Salient to Investors:

50% of surveyed economists say non-performing local-government and corporate debt will significantly impact China’s credit and economic growth, and expect China to deal with bad loans at local governments in the next 18 months by expanding the muni-bond market and letting localities refinance with direct bond sales.

JPMorgan Chase says avoiding a growth collapse like Japan in the 1990s hinges on China’s ability to reduce debt and shift policy. JPM says China’s credit-to-GDP ratio rose to 187 percent in 2012 from 105 percent in 2000, versus Japan’s rise to 176 percent in 1990 from 127 percent in 1980: while mitigating factors like the increase in debt being mainly held by domestic investors and a national savings rate of more than 50 percent of GDP also existed in Japan in the late 1980s.

Yao Wei at Societe Generale said China’s debt ratio is absolutely dangerous and sees a high risk it will have significant downside pressure on Chinese growth in the next few years.

Goldman Sachs said China’s debt-to-GDP ratio has increased by 56 percent in the 5 years through 2012, versus an advance of 66 percent in Thailand and 40 percent in Malaysia in the 5 years before the Asian crisis of 1997-98.

Nomura said earlier in 2013 that the increase in debt in China of 34 percent in the 5 years through 2012 shows increasing risks of a financial crisis because debt in Japan, Europe, and the US increased by 30 percent of GDP in the 5 years before crises – the “5-30” rule.

Murtaza Syed at the IMF said China’s debt per capita GDP is one of the highest in the world, but comparisons with Japan are misplaced because Japan also had property and stock bubbles that burst.

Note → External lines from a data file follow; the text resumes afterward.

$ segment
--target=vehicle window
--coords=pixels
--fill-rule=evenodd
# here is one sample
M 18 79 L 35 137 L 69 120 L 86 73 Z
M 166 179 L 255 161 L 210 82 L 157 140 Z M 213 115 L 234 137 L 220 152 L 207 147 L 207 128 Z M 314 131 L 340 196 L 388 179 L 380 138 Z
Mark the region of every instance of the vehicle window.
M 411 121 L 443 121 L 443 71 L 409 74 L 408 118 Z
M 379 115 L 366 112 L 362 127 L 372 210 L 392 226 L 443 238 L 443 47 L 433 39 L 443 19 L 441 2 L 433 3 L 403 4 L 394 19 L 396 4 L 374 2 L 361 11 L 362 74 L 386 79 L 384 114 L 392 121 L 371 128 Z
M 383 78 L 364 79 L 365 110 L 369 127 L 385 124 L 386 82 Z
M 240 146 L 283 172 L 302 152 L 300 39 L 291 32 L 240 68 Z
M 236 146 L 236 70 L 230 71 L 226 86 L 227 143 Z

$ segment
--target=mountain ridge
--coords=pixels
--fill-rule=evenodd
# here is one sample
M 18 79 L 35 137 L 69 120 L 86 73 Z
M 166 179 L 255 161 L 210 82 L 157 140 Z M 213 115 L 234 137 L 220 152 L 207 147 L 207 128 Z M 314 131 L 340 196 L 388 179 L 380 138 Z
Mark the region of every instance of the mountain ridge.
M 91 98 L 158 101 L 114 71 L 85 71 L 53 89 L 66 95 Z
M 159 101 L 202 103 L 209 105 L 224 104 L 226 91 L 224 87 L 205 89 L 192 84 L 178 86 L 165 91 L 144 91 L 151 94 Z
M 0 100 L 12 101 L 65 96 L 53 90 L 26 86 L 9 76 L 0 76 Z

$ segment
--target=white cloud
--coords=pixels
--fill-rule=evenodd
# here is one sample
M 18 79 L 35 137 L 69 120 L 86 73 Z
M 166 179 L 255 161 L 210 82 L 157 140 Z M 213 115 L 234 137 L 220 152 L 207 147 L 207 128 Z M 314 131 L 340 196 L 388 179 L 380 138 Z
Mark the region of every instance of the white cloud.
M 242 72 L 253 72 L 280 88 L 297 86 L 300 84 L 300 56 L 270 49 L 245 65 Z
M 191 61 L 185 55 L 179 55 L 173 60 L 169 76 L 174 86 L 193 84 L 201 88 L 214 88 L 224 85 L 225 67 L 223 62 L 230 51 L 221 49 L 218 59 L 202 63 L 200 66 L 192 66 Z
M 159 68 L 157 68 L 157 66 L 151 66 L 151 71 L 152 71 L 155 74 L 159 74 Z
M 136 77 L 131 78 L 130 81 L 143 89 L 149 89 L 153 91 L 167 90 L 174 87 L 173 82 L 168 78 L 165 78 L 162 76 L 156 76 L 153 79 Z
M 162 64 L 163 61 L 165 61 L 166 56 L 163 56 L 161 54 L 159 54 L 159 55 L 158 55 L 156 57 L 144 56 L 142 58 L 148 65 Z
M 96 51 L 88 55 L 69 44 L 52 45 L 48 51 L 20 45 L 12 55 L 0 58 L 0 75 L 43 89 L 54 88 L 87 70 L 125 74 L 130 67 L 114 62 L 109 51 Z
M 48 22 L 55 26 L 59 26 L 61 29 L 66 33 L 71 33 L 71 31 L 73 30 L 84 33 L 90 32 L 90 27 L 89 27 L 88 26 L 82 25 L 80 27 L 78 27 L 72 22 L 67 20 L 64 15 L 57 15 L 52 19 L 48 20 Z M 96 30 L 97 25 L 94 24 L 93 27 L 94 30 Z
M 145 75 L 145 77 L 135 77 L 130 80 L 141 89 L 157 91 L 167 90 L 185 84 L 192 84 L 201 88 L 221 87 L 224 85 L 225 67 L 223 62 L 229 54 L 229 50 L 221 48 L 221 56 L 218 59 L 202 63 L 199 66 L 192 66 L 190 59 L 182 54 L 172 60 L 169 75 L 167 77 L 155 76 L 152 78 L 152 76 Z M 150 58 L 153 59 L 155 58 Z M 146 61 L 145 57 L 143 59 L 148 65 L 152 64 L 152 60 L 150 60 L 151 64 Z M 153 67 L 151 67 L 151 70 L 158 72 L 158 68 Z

Syed said China is still at a relatively early stage of its development, and with the right reforms can enjoy many years of still relatively strong growth.

Hu Yifan at Haitong Intl Securities said Detroit’s bankruptcy filing sounded alarms for many local Chinese governments, but said the situation is not as scary if you consider the size of state-owned assets of 100 trillion yuan, or almost double GDP.

Ding Shuang at Citigroup said China’s problems won’t be resolved easily because they have never had them of this scale and sophistication.